Of course, I conducted myself like a professional despite my internal desire to scream. Since I was conducting, I had put together some stories and poetry that reflected what the family had shared with me about the woman lying in the casket, then it was time for an open mic (where people in the crowd get up and talk) and even though I instructed those who were to speak to walk over to me to talk into the microphone, most thought it was better to stay under the awning, which meant that I had to deliver the microphone to wherever the person was standing. I walked with one foot in a proper shoe and one foot using my toes, trying to move like a gazelle, so that no one would detect my new irksome swagger. The service ended. I made my way to the road to lean against the hearse and lick my pride off this day. Amazingly it seemed that no one caught the mishap, or were too kind to bring attention to my embarrassment. The guests were milling around and visiting with each other, still looking for the graves of other family members and talking about which favorite restaurant they would meet at for dinner. Then, I was approached by a woman, she slowly looked around us to assure that no one else was within earshot before politely asking me if I was okay. She had seen the whole thing!

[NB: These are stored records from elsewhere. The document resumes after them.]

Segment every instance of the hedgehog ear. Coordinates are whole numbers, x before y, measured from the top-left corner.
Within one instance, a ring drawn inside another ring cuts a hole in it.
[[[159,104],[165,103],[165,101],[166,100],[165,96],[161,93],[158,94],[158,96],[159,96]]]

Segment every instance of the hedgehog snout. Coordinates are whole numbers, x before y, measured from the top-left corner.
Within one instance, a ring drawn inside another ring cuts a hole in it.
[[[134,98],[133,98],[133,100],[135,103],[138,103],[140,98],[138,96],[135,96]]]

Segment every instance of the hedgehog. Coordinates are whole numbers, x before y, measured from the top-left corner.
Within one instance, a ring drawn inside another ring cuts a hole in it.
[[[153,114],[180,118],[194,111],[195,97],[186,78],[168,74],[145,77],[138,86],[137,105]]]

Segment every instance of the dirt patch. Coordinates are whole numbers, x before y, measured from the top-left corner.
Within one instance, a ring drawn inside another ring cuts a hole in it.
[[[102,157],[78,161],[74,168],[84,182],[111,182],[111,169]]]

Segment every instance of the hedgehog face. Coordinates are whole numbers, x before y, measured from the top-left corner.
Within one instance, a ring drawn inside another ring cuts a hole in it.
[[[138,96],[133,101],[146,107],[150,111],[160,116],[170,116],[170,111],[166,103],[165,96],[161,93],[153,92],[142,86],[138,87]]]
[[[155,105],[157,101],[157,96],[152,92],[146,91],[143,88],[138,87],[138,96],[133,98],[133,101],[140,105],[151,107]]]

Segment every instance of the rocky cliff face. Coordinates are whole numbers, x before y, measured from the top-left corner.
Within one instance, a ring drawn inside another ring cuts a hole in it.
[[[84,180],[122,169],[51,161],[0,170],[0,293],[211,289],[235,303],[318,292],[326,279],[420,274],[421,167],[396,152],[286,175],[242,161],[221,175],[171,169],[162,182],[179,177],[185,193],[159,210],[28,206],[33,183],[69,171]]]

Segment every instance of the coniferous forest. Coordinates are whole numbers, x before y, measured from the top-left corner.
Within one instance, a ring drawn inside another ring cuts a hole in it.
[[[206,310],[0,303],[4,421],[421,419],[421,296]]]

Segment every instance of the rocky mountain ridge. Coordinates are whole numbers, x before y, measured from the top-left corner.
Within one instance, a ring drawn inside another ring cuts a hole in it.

We talked and chuckled about my near demise and commented about how far we were from help had an accident occurred, which would have resulted in difficulty getting medical care. It lifted my spirits to have a comrade in the bizarre event that had befallen me.

Finally, after what seemed like another hour, the family dispersed and left the cemetery and we were free to leave. We said goodbye to the vault man, got in the hearse and drove away from that place. Of course, we were now due for a meal and I with only one and a half shoes. Once we arrived at the restaurant, I gathered my pride once again and “gracefully” made my entrance and then exit to at last get back in the hearse and go the hell home!shoe-print-2762646_1920Picture provided by Pixabay

5 Comments

  1. Tears of laughter are streaming down my face, This is appropriate, of course, after the fact. You were fine, your dignity was in place, and the professional service proceeded. Most of the guest of honor and family were minimally, if at all, aware of the averted disaster. I’m so proud of your outward patience that carried off the event. Keep the stories coming. I love them.

  2. Back in 1980, before my days in a suit, I was the greensmaster at a memorial garden. It was the dead of winter with snow flying, and we had just lowered a casket and I was placing the vault with a backhoe. I was quite proud of my new army surplus wool pants but didn’t realize how much wool stretches when it gets damp. That fact combined with my huge ring of keys, brought the perfect storm, fortunately in front of only half a dozen family members and my fellow diggers. I was young and burly and chose to ignore the backhoe steps to jump to the ground. When I landed, I heard a merry jingle and felt a sharp cold breeze as my pants went right to my ankles. To their credit, every one of my co-workers stifled their amusement, but the eldest of the remaining family members, the sister of the deceased, absolutely roared with laughter, causing a ripple effect which eventually left all of us weeping with the giggles. I apologized to her immediately after the vault was placed, and she gave me a kiss on the cheek and a long hug. “I only hope my sister’s spirit is still around because she would have laughed even louder than I did.” Another family member suggested that I should make a habit of doing the jump for every service. The next day a gift appeared in the chapel office anonymously. A pair of bright red suspenders.